Out-Law News | 30 Jul 2009 | 4:15 pm | 2 min. read
Taiwan Scot imported golf clubs from China to be sold by the Masters Golf Company in the UK. Taiwan Scot and Masters agreed trading terms in a contract which included a clause setting interest rates for late payment at 15% a year.
Masters delayed payment for goods to Taiwan Scot and the Court of Appeal found that the delay was against the terms of the contract.
The contract said that: "in default of payment as provided in clause 1 above Masters will pay Taiwan Scot interest at the rate of 15% per year from the date on which payment fell due until the date of payment to Taiwan Scot".
The original trial judge had ruled that the interest charges were too high and amounted to a penalty on Masters, which is not allowed. Taiwan Scot appealed that ruling and won.

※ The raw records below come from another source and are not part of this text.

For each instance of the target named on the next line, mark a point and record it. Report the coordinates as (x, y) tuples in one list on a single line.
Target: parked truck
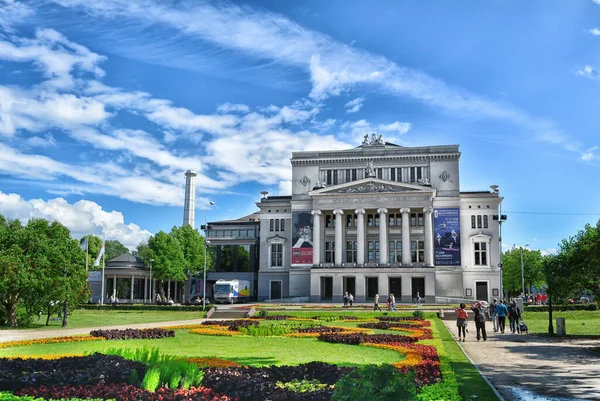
[(231, 291)]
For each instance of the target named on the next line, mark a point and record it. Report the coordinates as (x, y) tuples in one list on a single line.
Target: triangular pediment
[(372, 185)]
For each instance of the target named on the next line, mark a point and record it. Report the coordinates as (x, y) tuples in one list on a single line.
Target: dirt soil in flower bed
[(19, 373), (560, 368)]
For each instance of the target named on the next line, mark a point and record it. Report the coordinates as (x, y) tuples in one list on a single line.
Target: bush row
[(121, 392), (560, 308), (19, 373), (128, 334)]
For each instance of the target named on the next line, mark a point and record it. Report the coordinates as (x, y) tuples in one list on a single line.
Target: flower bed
[(128, 334), (250, 384), (52, 340), (92, 369), (122, 392)]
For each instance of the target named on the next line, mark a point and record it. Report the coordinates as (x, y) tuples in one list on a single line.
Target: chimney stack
[(189, 208)]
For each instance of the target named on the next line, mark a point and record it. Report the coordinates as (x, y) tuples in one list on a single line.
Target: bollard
[(561, 329)]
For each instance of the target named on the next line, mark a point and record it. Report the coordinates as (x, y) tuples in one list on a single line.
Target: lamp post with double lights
[(501, 218), (522, 267), (206, 244)]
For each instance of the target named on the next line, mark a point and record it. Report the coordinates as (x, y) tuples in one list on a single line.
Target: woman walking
[(461, 321)]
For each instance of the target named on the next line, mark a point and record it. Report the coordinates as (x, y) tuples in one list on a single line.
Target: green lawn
[(110, 317), (253, 351), (578, 323)]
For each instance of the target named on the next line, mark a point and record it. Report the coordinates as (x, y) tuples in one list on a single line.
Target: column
[(405, 235), (339, 226), (428, 236), (360, 236), (383, 245), (316, 237)]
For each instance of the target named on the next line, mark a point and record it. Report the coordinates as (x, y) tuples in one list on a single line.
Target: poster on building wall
[(302, 237), (446, 241)]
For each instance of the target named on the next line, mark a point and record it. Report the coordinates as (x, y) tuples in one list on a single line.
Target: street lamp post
[(206, 243), (501, 219)]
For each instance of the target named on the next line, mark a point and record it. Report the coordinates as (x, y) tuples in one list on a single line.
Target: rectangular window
[(329, 252), (276, 255), (480, 253), (351, 251), (350, 220), (395, 251), (417, 251), (370, 220), (373, 251)]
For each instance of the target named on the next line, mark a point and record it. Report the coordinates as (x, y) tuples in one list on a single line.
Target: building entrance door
[(372, 287), (481, 293), (350, 285), (275, 290), (395, 287), (326, 288), (418, 285)]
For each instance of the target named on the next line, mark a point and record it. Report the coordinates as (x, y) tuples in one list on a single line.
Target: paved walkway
[(529, 367)]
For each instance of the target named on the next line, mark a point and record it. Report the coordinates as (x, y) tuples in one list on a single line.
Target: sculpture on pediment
[(370, 169)]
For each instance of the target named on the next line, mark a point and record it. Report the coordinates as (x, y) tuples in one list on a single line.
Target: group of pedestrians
[(498, 312)]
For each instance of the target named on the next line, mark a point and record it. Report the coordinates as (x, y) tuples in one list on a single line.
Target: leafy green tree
[(169, 260), (511, 271), (114, 249), (192, 244)]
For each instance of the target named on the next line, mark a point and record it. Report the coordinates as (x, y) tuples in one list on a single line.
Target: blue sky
[(104, 105)]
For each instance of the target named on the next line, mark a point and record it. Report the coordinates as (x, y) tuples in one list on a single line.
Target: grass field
[(110, 317), (578, 323)]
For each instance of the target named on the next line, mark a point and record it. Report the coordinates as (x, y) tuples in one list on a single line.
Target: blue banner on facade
[(446, 242)]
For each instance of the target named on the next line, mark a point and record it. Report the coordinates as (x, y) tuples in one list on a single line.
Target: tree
[(39, 262), (511, 271), (169, 260), (114, 249)]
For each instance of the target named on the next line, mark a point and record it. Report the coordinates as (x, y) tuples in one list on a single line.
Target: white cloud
[(396, 127), (82, 218), (590, 154), (334, 67), (233, 108), (354, 105), (589, 72)]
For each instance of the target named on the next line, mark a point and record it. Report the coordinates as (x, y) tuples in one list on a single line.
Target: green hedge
[(560, 308), (183, 308)]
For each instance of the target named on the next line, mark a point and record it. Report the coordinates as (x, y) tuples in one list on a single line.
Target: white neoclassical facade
[(379, 219)]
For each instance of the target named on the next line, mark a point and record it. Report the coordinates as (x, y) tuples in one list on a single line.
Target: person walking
[(514, 317), (501, 312), (376, 305), (461, 321), (492, 311), (479, 321)]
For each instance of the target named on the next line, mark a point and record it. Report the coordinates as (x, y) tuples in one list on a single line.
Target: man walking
[(501, 312)]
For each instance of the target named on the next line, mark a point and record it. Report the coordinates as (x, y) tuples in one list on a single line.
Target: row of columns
[(383, 236)]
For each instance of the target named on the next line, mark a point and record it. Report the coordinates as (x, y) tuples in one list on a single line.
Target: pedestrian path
[(530, 367)]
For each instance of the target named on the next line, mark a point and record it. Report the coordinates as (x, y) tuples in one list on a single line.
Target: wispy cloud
[(334, 67), (354, 105), (82, 218)]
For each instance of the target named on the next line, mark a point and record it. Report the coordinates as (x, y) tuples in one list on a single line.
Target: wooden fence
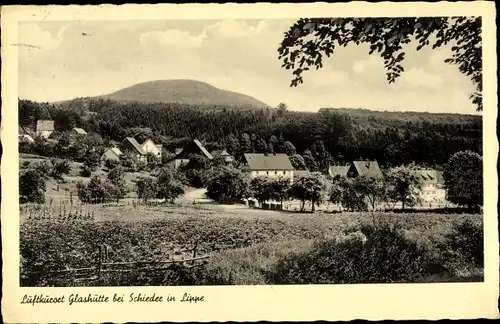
[(102, 265)]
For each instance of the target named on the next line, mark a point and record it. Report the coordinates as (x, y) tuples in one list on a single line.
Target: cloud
[(31, 34), (170, 38), (236, 55)]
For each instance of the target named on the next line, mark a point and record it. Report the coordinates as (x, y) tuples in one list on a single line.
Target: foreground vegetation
[(259, 247)]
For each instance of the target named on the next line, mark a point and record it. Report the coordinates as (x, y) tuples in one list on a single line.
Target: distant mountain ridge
[(181, 91)]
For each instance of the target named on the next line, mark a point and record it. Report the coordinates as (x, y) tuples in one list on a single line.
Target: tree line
[(330, 136)]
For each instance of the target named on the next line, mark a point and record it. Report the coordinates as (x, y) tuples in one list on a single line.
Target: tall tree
[(309, 39), (463, 179)]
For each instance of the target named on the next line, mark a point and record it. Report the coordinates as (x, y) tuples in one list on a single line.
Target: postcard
[(246, 162)]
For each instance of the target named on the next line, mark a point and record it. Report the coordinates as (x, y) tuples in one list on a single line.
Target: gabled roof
[(80, 131), (44, 125), (259, 161), (133, 143), (116, 150), (338, 170), (430, 176), (203, 149), (368, 169), (193, 146)]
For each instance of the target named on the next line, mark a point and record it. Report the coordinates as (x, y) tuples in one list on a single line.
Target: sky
[(61, 63)]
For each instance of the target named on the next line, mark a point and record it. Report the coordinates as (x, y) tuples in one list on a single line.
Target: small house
[(273, 166), (130, 146), (223, 154), (338, 170), (44, 128), (24, 136), (113, 153), (76, 131), (432, 185), (369, 169), (150, 147), (192, 147)]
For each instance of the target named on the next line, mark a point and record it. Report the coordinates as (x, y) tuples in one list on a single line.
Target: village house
[(224, 155), (368, 169), (355, 169), (268, 165), (338, 170), (192, 147), (24, 136), (432, 186), (150, 147), (130, 146), (113, 154), (76, 131), (44, 128)]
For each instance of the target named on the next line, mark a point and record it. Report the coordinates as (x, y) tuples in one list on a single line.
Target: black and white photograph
[(262, 151)]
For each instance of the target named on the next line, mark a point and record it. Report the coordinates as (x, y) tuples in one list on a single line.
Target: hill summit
[(184, 92)]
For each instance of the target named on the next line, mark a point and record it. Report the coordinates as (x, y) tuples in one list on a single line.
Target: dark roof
[(368, 169), (135, 145), (338, 170), (80, 131), (203, 149), (193, 146), (259, 161), (44, 125), (430, 176)]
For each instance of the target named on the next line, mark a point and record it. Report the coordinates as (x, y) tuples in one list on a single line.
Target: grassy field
[(245, 246)]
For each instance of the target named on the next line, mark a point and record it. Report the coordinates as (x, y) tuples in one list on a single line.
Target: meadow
[(252, 246)]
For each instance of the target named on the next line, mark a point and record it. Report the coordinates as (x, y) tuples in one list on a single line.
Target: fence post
[(194, 251), (99, 262)]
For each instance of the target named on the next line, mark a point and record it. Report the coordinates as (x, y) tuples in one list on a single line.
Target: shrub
[(465, 244), (111, 163), (85, 172), (60, 167), (32, 187), (378, 253)]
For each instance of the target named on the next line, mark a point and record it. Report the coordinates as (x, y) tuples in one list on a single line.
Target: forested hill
[(183, 92), (329, 136)]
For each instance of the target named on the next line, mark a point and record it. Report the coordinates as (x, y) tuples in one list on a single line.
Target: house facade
[(369, 169), (273, 166), (132, 147), (192, 147), (113, 153), (44, 128), (150, 147), (432, 186), (76, 131)]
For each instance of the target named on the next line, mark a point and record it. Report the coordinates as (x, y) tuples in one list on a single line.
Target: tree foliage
[(32, 187), (403, 185), (463, 179), (227, 185), (309, 188), (309, 40)]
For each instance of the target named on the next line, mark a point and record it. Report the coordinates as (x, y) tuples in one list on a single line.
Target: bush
[(465, 244), (85, 172), (377, 253), (111, 163), (60, 167), (32, 187)]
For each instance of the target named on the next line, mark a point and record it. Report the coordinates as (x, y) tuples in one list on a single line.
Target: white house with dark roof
[(192, 147), (432, 185), (150, 147), (273, 166), (44, 128), (130, 146), (113, 153), (78, 131)]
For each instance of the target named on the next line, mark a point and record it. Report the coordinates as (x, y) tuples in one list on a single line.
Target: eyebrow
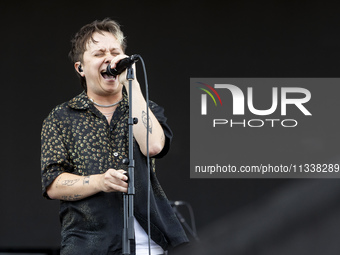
[(103, 50)]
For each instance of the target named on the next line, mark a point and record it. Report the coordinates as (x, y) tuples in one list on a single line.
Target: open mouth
[(107, 76)]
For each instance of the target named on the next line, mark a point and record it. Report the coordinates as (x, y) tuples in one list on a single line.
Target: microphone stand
[(128, 225)]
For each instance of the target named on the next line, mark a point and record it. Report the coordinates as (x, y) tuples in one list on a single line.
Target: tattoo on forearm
[(71, 198), (69, 182), (144, 119), (86, 180)]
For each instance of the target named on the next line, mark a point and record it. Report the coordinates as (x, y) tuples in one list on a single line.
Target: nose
[(108, 58)]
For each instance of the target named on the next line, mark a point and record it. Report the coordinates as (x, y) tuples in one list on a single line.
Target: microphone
[(122, 65), (176, 203)]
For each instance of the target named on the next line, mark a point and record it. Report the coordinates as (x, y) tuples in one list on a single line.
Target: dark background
[(178, 40)]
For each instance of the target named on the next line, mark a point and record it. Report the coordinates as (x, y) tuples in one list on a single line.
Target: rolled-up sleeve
[(54, 156), (158, 111)]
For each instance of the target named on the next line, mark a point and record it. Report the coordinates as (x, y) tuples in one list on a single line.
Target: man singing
[(83, 144)]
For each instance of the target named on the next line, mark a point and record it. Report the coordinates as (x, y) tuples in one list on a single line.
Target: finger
[(119, 174)]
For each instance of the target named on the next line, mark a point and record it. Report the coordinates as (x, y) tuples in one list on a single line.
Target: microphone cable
[(147, 151)]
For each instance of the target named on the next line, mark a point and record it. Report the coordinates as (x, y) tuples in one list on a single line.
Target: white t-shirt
[(142, 245)]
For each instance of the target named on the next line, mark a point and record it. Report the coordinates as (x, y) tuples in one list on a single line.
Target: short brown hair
[(80, 40)]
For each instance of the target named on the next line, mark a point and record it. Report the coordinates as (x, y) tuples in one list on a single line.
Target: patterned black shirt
[(76, 138)]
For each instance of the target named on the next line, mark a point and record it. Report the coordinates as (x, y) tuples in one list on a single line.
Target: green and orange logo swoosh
[(210, 94)]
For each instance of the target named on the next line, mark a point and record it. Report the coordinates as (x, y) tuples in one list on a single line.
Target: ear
[(79, 69)]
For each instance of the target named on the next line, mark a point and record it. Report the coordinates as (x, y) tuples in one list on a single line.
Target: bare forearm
[(72, 187), (144, 125)]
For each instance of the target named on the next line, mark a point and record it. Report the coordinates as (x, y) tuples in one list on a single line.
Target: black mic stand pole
[(128, 226)]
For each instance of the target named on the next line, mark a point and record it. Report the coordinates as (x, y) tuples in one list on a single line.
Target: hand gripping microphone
[(122, 65)]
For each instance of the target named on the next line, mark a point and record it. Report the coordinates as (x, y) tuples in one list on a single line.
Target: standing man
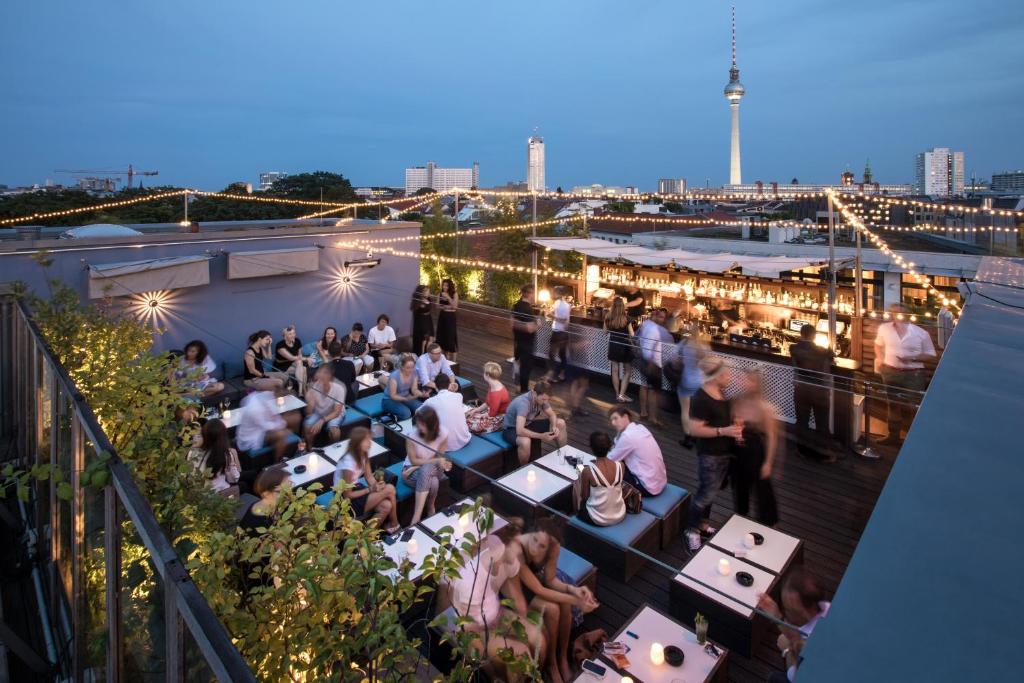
[(712, 425), (523, 336), (557, 347), (900, 347), (810, 393), (653, 339)]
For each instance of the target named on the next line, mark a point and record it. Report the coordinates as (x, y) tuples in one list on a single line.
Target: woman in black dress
[(620, 347), (423, 325), (448, 335), (755, 453)]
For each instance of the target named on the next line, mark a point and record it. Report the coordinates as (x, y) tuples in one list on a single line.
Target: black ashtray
[(674, 656)]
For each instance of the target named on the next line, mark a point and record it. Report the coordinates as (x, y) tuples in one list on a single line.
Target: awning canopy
[(155, 274), (763, 266), (272, 262)]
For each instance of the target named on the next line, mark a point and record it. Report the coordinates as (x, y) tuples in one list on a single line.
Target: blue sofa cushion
[(660, 505), (573, 565), (625, 534), (371, 406), (474, 453)]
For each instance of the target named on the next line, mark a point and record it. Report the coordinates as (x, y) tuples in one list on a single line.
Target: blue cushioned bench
[(257, 459), (610, 547), (670, 507), (484, 457)]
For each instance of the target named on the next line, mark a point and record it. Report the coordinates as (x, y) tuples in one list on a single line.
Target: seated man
[(451, 414), (636, 447), (381, 339), (325, 406), (261, 424), (355, 347), (432, 365), (529, 417)]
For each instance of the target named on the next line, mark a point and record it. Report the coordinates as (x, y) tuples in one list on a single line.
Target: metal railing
[(119, 602)]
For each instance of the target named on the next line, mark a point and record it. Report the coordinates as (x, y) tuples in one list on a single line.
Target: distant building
[(1009, 182), (268, 178), (672, 185), (440, 179), (535, 164), (939, 172)]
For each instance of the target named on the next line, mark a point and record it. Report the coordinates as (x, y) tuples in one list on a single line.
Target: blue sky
[(215, 91)]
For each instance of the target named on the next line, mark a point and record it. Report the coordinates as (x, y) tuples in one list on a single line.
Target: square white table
[(435, 522), (774, 554), (555, 461), (316, 468), (424, 547), (232, 417), (740, 599), (650, 627)]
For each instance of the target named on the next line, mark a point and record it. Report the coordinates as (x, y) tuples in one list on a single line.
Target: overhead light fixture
[(369, 262)]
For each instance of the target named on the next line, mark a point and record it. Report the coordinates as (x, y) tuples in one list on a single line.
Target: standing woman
[(425, 463), (448, 335), (378, 498), (423, 325), (324, 346), (755, 453), (620, 347), (258, 370)]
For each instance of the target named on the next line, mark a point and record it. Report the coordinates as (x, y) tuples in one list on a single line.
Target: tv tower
[(734, 92)]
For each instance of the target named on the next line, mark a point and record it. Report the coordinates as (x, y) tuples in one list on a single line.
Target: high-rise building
[(672, 185), (440, 179), (267, 179), (939, 172), (734, 92), (535, 164), (1008, 181)]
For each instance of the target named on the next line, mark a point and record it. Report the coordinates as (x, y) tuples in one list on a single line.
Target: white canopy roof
[(763, 266)]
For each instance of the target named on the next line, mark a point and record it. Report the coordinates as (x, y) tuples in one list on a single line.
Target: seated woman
[(260, 513), (215, 456), (356, 348), (601, 485), (552, 593), (324, 346), (378, 498), (489, 416), (194, 371), (425, 463), (403, 395), (484, 580), (258, 372)]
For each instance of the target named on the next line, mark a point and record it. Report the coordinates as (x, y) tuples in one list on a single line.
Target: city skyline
[(856, 84)]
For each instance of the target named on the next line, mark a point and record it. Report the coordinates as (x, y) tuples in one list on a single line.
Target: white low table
[(555, 461), (316, 468), (775, 554), (287, 403), (650, 627), (730, 606), (424, 547), (439, 520), (516, 493)]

The Court of Appeal said that the important fact to bear in mind was not that interest rates are at an all-time low now of 0.25% but that they were much higher when the agreement was made in 2001.
The interest rate at the time was 5.25%. The Late Payment of Commercial Debts (Interest) Act allows for the payment of interest at the statutory rate above the base rate. The statutory rate is 8%, meaning that the interest payable would have been 13.25% under those rules.
"One forgets, in these recessionary days, that interest rates were considerably higher in 2001 than they are now," said Lord Justice Longmore in his ruling. "It does not seem to me that a contractual rate of 15% was in any way exorbitant in July 2001."
"It was a rate agreed by two commercial concerns in the economic circumstances of the time and it should not lightly be set aside," said Lord Justice Longmore. "In this respect, I disagree with the [original trial] judge. For my part, I would award interest at the rate of 15%."
The interest that companies can charge each other is controlled, but there are no fixed rules about what is allowed. Litigation specialist Michael Fletcher of Pinsent Masons, the law firm behind OUT-LAW.COM, said that this ruling could give companies a rule of thumb to work by.
"The interest charged in this case was about 10% above the base rate, so companies who are negotiating a rate to put into a contract and stay within 10% of the base rate will probably be okay," he said.
"This is not a specific ruling on what interest is permissible, though," said Fletcher. "The actual test is whether the interest charged is commercially justifiable and its dominant purpose is not to penalise the other company."
Fletcher said, though, that companies agreeing interest rates could adopt a more flexible approach that would not leave them out of pocket when interest rates fluctuate.
"A fixed rate is a gamble. An alternative is to fix the rate at a percentage above the base rate," said Fletcher. "I usually see rates set at between two and four per cent above the base rate."